How did the Chinese economy bounce back from the coronavirus crisis?
Analysis: Could western countries learn anything from the example of Beijing? And is this impression of an economy that has emerged successfully from the crisis actually correct? Ben Chu investigates
China was the first country to be struck by the coronavirus pandemic. Its economy was also the first casualty, with output contracting by almost 10 per cent in the first quarter of 2020 as the entire province of Hubei was locked down and many of China’s largest cities also shut down much activity.
But China now seems, on the face of it, to be the first economy to recover too. The latest official data released on Thursday showed an impressive 11.5 per cent expansion in the second quarter of the year, above what most analysts had been expecting. The level of total activity in China is now higher than it was going into the crisis.
From this perspective the coronavirus nightmare is disappearing into the rear view mirror for the world’s second largest economy – and it’s back to business as usual.
So how did China do it? Could western countries learn anything from the example? And is this impression of an economy that has emerged successfully from the crisis actually correct?
How did China do it?
The first thing to note is that there have long been concerns about the veracity of the official Chinese figures and there is not reason to believe that they have suddenly improved so the picture may not be accurate.

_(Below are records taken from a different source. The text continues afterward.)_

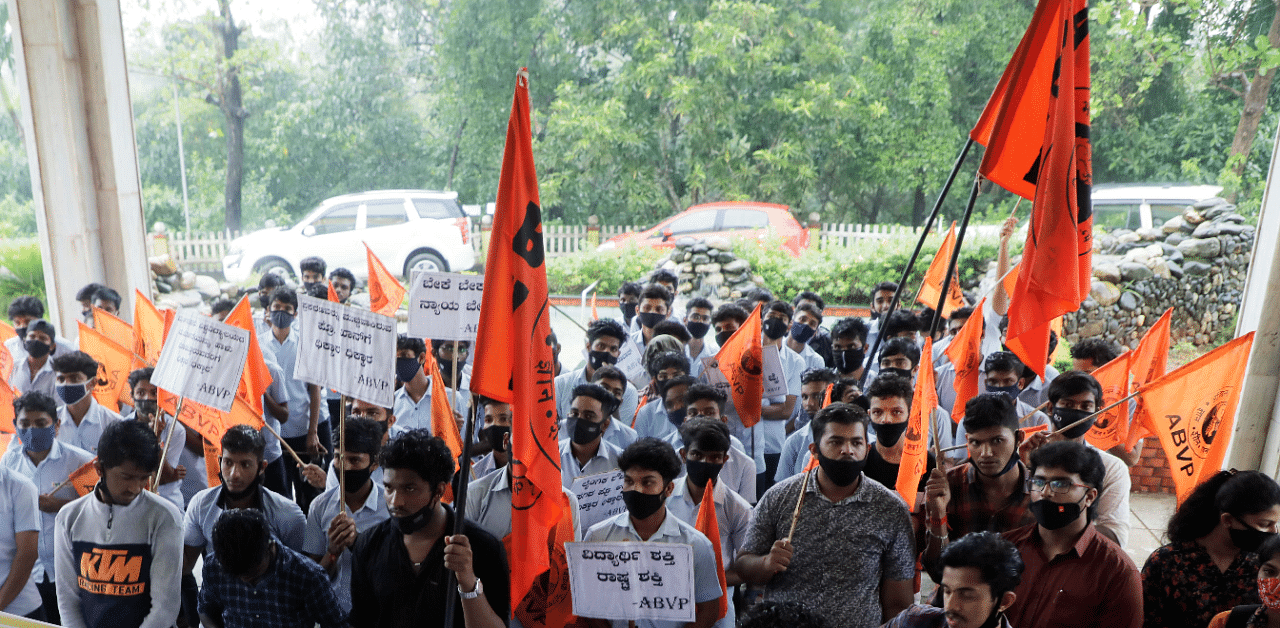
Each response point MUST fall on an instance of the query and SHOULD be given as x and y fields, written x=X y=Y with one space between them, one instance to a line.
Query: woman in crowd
x=1211 y=562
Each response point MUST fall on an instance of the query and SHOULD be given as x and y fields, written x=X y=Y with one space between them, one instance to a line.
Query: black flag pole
x=915 y=255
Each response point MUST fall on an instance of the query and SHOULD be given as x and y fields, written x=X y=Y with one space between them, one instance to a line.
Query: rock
x=1202 y=248
x=1133 y=271
x=1107 y=271
x=1196 y=267
x=1206 y=230
x=1105 y=293
x=208 y=287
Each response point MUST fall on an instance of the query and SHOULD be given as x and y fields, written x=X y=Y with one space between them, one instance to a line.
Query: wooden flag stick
x=164 y=444
x=795 y=516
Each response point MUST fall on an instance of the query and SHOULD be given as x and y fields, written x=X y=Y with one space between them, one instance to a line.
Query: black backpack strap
x=1239 y=617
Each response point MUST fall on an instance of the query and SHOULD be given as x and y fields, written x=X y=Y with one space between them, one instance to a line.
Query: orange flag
x=112 y=326
x=443 y=423
x=5 y=357
x=931 y=289
x=965 y=356
x=1112 y=427
x=1196 y=408
x=113 y=365
x=1059 y=241
x=256 y=376
x=915 y=448
x=83 y=478
x=384 y=290
x=708 y=525
x=741 y=361
x=149 y=328
x=513 y=361
x=1150 y=362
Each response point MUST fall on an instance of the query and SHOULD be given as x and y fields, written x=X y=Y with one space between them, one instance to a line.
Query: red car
x=730 y=219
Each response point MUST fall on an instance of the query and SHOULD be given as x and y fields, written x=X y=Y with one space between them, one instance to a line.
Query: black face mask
x=641 y=505
x=900 y=372
x=849 y=360
x=1064 y=417
x=698 y=329
x=585 y=431
x=888 y=434
x=407 y=368
x=699 y=471
x=1054 y=516
x=773 y=329
x=598 y=358
x=496 y=436
x=240 y=495
x=356 y=478
x=1248 y=539
x=840 y=471
x=650 y=319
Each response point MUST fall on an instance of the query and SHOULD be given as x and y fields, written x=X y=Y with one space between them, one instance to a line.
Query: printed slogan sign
x=347 y=349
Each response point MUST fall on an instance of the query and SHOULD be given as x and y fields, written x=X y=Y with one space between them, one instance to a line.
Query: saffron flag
x=385 y=292
x=113 y=328
x=1192 y=411
x=965 y=356
x=149 y=328
x=915 y=441
x=931 y=289
x=113 y=365
x=741 y=360
x=83 y=478
x=513 y=361
x=5 y=357
x=256 y=376
x=1052 y=68
x=1111 y=429
x=708 y=525
x=1148 y=363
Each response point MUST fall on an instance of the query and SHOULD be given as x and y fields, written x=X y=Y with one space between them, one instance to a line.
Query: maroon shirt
x=1092 y=585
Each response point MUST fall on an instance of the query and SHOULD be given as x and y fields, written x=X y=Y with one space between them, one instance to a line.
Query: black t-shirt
x=387 y=594
x=886 y=472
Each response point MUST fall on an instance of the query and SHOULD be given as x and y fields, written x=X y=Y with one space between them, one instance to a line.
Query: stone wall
x=1194 y=264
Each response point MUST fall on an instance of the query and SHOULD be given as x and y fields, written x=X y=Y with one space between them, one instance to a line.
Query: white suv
x=407 y=229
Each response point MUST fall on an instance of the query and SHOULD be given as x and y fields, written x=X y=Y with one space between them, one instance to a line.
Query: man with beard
x=400 y=567
x=853 y=558
x=979 y=573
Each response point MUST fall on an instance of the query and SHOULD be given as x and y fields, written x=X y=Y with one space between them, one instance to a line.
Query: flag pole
x=955 y=259
x=919 y=244
x=460 y=500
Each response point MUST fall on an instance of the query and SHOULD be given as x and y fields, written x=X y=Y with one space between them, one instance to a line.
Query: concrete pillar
x=1256 y=436
x=77 y=122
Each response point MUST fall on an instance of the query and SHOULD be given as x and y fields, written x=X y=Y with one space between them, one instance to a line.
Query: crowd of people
x=357 y=528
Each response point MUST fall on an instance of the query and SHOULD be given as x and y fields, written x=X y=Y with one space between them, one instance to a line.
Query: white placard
x=347 y=349
x=631 y=580
x=202 y=360
x=631 y=363
x=599 y=496
x=444 y=306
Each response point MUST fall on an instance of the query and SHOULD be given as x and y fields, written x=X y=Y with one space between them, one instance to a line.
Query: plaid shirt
x=293 y=592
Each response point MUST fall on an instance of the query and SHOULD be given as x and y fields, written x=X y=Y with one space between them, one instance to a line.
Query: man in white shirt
x=81 y=420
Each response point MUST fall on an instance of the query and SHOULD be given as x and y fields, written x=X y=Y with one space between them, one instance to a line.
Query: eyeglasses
x=1052 y=486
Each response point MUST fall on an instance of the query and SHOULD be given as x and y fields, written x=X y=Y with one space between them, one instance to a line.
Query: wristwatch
x=472 y=595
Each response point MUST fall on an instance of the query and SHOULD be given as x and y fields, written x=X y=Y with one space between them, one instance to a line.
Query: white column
x=77 y=122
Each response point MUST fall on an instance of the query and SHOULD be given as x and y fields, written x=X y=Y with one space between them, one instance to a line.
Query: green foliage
x=21 y=273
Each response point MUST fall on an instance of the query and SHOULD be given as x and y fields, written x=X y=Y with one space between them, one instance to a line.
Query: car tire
x=278 y=266
x=424 y=261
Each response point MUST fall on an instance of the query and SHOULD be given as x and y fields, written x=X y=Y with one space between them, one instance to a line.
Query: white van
x=1136 y=206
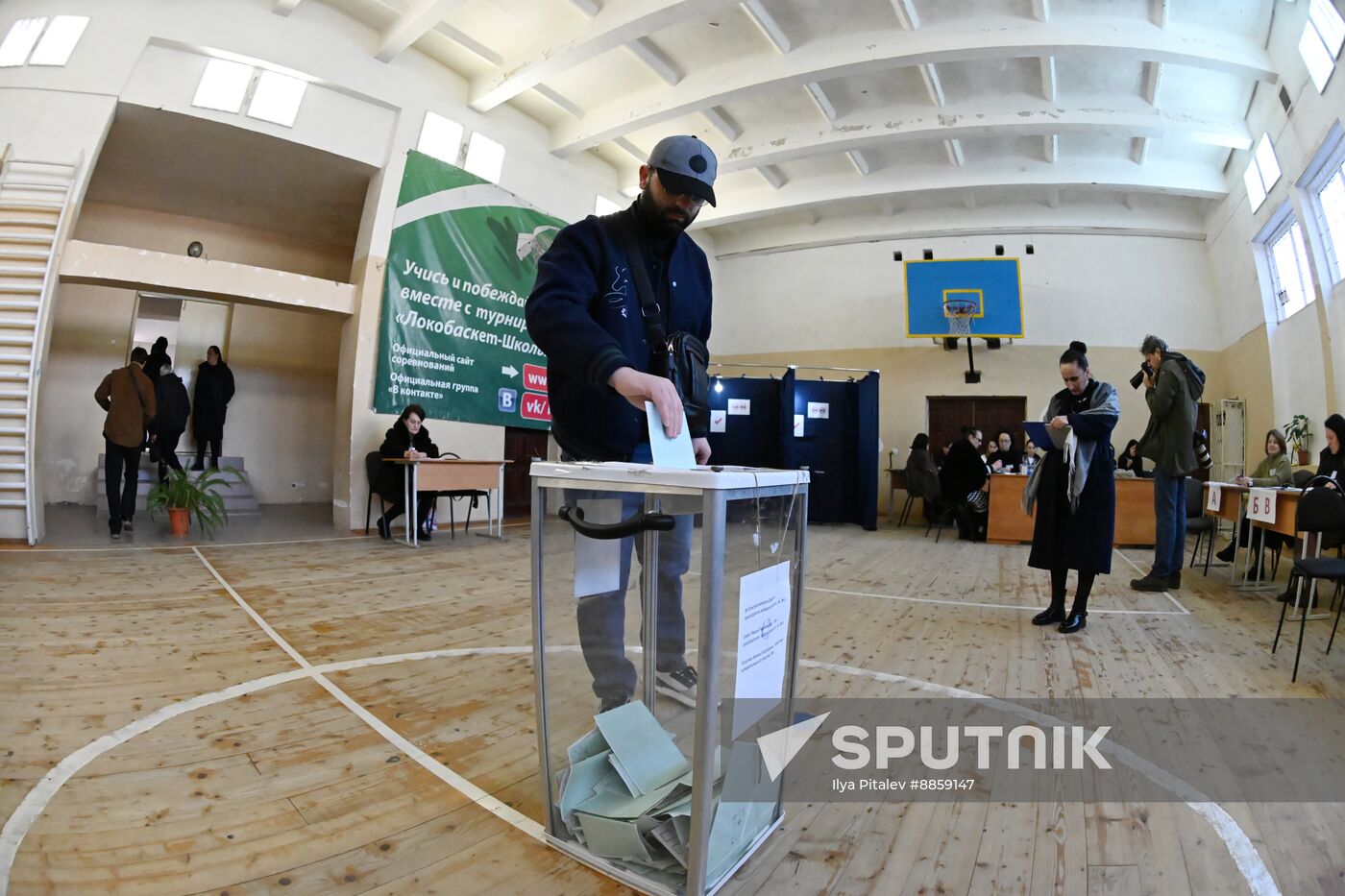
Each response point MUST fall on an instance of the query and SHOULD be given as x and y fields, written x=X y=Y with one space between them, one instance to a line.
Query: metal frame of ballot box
x=666 y=486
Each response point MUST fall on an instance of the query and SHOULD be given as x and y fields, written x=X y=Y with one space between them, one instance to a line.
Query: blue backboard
x=990 y=282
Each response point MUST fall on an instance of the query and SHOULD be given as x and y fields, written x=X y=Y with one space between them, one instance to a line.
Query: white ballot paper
x=763 y=642
x=669 y=452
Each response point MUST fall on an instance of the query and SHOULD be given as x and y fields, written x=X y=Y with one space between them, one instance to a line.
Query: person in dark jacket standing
x=158 y=358
x=128 y=397
x=965 y=480
x=1173 y=383
x=1075 y=492
x=585 y=314
x=214 y=389
x=407 y=437
x=171 y=420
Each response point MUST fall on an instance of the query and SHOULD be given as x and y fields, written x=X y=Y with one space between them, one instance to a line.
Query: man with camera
x=612 y=296
x=1173 y=383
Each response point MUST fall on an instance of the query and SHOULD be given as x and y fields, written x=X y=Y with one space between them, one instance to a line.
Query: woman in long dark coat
x=214 y=388
x=1075 y=490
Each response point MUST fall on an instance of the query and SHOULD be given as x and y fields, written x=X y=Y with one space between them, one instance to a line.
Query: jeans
x=601 y=618
x=1170 y=514
x=121 y=472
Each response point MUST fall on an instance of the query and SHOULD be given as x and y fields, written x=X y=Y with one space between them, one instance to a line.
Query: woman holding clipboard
x=1073 y=487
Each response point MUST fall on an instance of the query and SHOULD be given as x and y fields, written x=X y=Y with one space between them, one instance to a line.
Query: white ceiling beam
x=819 y=97
x=413 y=24
x=470 y=43
x=615 y=26
x=656 y=61
x=766 y=22
x=772 y=177
x=932 y=85
x=851 y=54
x=1095 y=175
x=1159 y=11
x=723 y=123
x=1153 y=80
x=907 y=13
x=1048 y=78
x=1015 y=218
x=894 y=125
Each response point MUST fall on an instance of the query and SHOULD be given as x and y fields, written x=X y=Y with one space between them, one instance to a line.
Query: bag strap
x=622 y=224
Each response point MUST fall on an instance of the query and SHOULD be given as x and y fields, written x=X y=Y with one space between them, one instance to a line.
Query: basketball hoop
x=959 y=314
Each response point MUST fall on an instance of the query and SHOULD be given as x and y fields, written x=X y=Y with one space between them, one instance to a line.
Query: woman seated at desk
x=407 y=439
x=1130 y=459
x=1274 y=472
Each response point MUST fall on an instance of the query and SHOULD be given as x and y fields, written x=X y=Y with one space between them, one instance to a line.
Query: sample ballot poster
x=763 y=643
x=460 y=265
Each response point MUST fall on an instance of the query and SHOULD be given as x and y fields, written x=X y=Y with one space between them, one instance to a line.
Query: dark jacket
x=1076 y=539
x=397 y=442
x=128 y=397
x=210 y=402
x=174 y=406
x=584 y=312
x=964 y=472
x=921 y=475
x=1172 y=415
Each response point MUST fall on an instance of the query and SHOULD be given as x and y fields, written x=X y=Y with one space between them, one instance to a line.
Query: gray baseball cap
x=686 y=166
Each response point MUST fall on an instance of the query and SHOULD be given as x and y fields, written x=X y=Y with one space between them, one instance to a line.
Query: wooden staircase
x=34 y=200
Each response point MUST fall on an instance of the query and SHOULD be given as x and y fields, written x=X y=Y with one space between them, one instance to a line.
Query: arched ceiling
x=847 y=120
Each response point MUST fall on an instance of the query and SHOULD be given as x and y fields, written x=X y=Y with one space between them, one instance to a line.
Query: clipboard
x=1044 y=435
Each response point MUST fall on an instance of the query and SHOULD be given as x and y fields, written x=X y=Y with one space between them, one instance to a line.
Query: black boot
x=1052 y=614
x=1073 y=621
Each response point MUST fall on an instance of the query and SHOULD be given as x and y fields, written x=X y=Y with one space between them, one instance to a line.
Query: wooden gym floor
x=349 y=715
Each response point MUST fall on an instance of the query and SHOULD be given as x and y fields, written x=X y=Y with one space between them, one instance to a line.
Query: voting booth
x=668 y=792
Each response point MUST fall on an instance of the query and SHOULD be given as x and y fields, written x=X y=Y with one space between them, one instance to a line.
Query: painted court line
x=1240 y=848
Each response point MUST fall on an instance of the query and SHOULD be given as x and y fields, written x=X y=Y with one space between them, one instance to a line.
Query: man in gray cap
x=604 y=361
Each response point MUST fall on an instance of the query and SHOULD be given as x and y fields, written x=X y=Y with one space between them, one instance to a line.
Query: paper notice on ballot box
x=763 y=643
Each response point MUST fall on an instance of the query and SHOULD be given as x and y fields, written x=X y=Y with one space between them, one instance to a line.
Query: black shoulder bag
x=682 y=356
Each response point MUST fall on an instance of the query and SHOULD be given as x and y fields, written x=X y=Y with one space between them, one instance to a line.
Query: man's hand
x=639 y=388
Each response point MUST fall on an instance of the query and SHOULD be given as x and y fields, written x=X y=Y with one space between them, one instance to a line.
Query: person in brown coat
x=128 y=397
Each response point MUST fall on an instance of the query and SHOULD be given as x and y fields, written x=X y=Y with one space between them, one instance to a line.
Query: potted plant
x=1300 y=435
x=184 y=496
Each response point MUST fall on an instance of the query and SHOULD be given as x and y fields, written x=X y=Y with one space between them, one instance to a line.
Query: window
x=441 y=137
x=276 y=98
x=222 y=86
x=1286 y=254
x=1261 y=173
x=484 y=157
x=19 y=42
x=1321 y=40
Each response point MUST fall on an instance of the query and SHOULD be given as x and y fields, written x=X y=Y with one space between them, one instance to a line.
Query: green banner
x=461 y=261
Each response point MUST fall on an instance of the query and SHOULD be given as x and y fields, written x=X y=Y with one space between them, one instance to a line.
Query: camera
x=1138 y=379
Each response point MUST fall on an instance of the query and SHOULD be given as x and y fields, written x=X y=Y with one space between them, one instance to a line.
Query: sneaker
x=612 y=702
x=679 y=685
x=1153 y=583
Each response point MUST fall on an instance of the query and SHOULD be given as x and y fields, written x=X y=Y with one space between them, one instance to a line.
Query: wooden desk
x=447 y=473
x=1136 y=522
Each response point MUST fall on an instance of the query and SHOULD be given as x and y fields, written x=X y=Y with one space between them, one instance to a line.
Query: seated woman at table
x=406 y=439
x=1004 y=458
x=1274 y=472
x=1075 y=490
x=1130 y=459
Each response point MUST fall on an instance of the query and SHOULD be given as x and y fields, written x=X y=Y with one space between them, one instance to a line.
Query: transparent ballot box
x=682 y=591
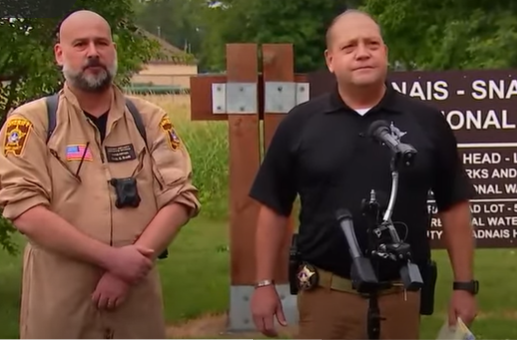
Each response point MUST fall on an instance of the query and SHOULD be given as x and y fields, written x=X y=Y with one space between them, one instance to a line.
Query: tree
x=28 y=70
x=448 y=34
x=300 y=23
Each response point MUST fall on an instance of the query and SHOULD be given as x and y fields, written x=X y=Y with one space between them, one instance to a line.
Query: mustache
x=94 y=62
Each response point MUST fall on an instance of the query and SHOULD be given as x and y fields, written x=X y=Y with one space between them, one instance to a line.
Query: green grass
x=195 y=277
x=196 y=282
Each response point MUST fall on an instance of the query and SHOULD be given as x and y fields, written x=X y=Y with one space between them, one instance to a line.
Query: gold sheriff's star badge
x=305 y=277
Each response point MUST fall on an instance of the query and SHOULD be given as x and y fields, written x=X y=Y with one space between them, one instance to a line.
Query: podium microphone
x=381 y=131
x=362 y=274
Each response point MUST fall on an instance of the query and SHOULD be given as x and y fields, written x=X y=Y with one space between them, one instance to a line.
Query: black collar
x=389 y=102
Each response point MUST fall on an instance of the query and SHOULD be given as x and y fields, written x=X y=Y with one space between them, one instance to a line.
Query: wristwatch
x=469 y=286
x=264 y=283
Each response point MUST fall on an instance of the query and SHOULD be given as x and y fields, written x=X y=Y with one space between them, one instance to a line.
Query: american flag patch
x=76 y=152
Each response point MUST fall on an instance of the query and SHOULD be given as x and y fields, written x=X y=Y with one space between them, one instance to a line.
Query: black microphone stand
x=371 y=210
x=381 y=245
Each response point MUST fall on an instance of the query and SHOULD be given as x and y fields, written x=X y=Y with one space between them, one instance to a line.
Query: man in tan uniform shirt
x=88 y=266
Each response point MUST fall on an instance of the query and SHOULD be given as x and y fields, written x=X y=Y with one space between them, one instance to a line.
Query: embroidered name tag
x=78 y=152
x=120 y=153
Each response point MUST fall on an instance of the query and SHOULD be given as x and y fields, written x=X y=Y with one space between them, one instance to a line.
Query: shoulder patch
x=169 y=131
x=17 y=133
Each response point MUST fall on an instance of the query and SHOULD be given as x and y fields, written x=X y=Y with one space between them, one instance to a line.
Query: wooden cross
x=244 y=97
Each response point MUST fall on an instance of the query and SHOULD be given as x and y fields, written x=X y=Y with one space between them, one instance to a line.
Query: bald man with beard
x=88 y=269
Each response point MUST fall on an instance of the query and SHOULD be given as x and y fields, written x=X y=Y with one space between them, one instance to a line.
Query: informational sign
x=481 y=108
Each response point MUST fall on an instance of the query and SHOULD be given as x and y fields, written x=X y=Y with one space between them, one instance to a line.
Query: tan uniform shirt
x=56 y=295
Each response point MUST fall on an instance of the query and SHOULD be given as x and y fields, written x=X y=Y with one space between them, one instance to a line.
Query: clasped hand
x=129 y=265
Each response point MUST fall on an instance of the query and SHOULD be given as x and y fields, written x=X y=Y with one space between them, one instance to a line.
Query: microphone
x=380 y=131
x=362 y=273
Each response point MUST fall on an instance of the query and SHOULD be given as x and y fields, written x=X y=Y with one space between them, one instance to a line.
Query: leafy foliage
x=28 y=70
x=441 y=35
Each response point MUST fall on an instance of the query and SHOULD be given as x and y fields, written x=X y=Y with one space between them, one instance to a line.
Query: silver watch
x=264 y=283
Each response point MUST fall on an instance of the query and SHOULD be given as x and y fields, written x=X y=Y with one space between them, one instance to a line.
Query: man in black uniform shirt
x=320 y=152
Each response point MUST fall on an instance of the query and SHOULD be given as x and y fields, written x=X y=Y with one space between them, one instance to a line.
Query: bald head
x=356 y=52
x=86 y=51
x=349 y=17
x=77 y=21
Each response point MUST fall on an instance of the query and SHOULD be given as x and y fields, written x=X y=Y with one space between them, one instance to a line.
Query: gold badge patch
x=168 y=129
x=16 y=134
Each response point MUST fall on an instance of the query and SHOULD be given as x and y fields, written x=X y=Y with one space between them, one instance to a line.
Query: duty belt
x=309 y=277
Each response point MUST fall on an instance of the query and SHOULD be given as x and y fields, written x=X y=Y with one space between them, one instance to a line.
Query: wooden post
x=240 y=97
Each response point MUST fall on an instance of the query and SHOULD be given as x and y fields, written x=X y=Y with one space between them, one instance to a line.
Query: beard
x=88 y=81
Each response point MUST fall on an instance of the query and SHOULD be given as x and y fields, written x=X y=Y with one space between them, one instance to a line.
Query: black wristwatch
x=470 y=286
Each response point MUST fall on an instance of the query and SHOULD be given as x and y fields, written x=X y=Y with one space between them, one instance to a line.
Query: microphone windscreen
x=375 y=126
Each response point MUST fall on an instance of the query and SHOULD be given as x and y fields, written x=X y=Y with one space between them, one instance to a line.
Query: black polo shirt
x=321 y=152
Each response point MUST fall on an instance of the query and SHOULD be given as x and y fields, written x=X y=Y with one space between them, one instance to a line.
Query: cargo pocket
x=62 y=172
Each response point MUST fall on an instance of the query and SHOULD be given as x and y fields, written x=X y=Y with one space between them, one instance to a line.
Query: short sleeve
x=451 y=184
x=24 y=177
x=171 y=164
x=275 y=183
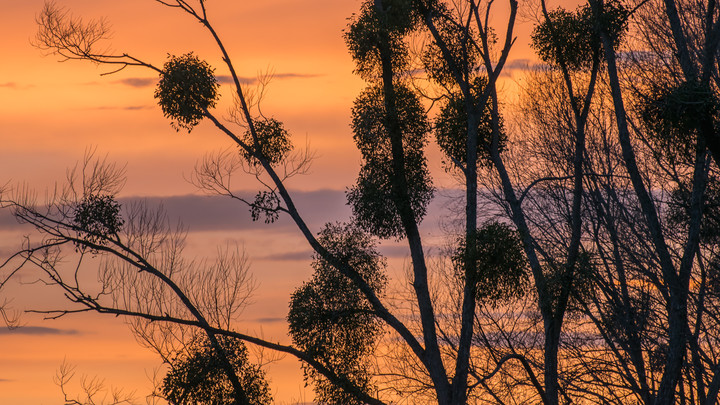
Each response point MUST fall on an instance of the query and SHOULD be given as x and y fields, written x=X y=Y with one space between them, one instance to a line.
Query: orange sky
x=50 y=113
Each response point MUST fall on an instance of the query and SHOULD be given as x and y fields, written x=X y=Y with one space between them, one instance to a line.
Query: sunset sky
x=51 y=113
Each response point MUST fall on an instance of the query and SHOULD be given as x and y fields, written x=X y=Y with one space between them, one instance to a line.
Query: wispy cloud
x=122 y=108
x=289 y=256
x=226 y=79
x=138 y=81
x=267 y=320
x=15 y=86
x=37 y=331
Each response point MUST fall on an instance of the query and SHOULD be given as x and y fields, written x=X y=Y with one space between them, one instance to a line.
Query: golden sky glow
x=50 y=113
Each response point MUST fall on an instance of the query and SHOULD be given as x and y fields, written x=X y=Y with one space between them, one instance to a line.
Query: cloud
x=226 y=79
x=289 y=256
x=138 y=81
x=521 y=65
x=267 y=320
x=37 y=331
x=15 y=86
x=124 y=108
x=217 y=213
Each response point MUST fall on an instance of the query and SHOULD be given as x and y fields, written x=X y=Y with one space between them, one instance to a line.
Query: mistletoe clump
x=187 y=89
x=97 y=217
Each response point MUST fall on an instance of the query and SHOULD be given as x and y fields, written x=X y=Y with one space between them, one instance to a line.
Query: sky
x=51 y=113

That said, there is also no reason to believe the statistics have become any more inaccurate this year.
If one accepts the data as presenting a reasonably accurate picture it’s clear most of the bounce back was driven by industry and construction rather than household consumption.
Total credit and loans of various kinds also rose strongly in the quarter, showing how this activity was funded.
This suggests that the recovery was heavily driven by stimulus measures enacted by central and local governments.
China’s exports also held up surprisingly well in the second quarter, despite the global trade slump, with Chinese firms apparently growing their market share.
Louis Kuijs, an analyst at Oxford Economics, believes this might be partly due to Chinese companies nimbly shifting operations to scale up exports of goods in high global demand such as personal protective equipment.
Could the west do the same?
It’s important to recognise that the Chinese economy is still structurally very different from western economies.
China’s services sector is considerably smaller than Europe’s or America’s.
And despite the great migration of Chinese workers from the countryside into giant cities like Beijing, Wuhan and Shanghai in recent decades around 40 per cent of the Chinese population is still rural.
Household consumption in China is below 40 per cent compared to between 50 and 70 per cent in the west.
China’s economy and financial system is also much more state-directed than any in the west, with a heavy reliance on infrastructure investment, funded by state-owned banks, to drive growth since the financial crisis a decade ago.
All this means that any kind of economic policy adopted in China, even if it seemed successful, would be far from assured to work in a western context.
Is China’s recovery all it seems?
China entered this pandemic in something of an economic crisis.
GDP growth for the full year of 2019 had fallen to 6.2 per cent, the weakest seen in almost 30 years.
And the country’s demographic profile was ageing fast, raising fears that China would “grow old before it grew rich”.
There was a powerful sense that the growth model of debt-funded infrastructure investment had run out of steam and was in danger of creating a domestic financial crisis.
The official policy of Beijing was to slow down infrastructure investment and encourage household consumption to take over as a dominant source of spending. There was also a concerted drive to push China into high value-added production and cutting-edge innovation. But the trade war waged by Donald Trump was threatening this aspiration.
It does appear that the Chinese authorities’ containment of the virus domestically has been relatively effective so far. And it has managed to dig itself out of the deep economic hole of earlier in the year.
Yet the investment-powered recovery has done nothing to further the necessary rebalancing of the Chinese economy. Areas likes retail sales and hospitality did not surge in the second quarter. Consumption remains below where it was earlier in the year and will need to rebound strongly in the second half of 2020 if the overall recovery is to be sustained.
And those immense Chinese structural economic challenges remain. Indeed, they are likely to be exacerbated if western markets and investment are cut off in the coming years as hostility and suspicion towards the increasingly authoritarian Beijing regime continue to grow.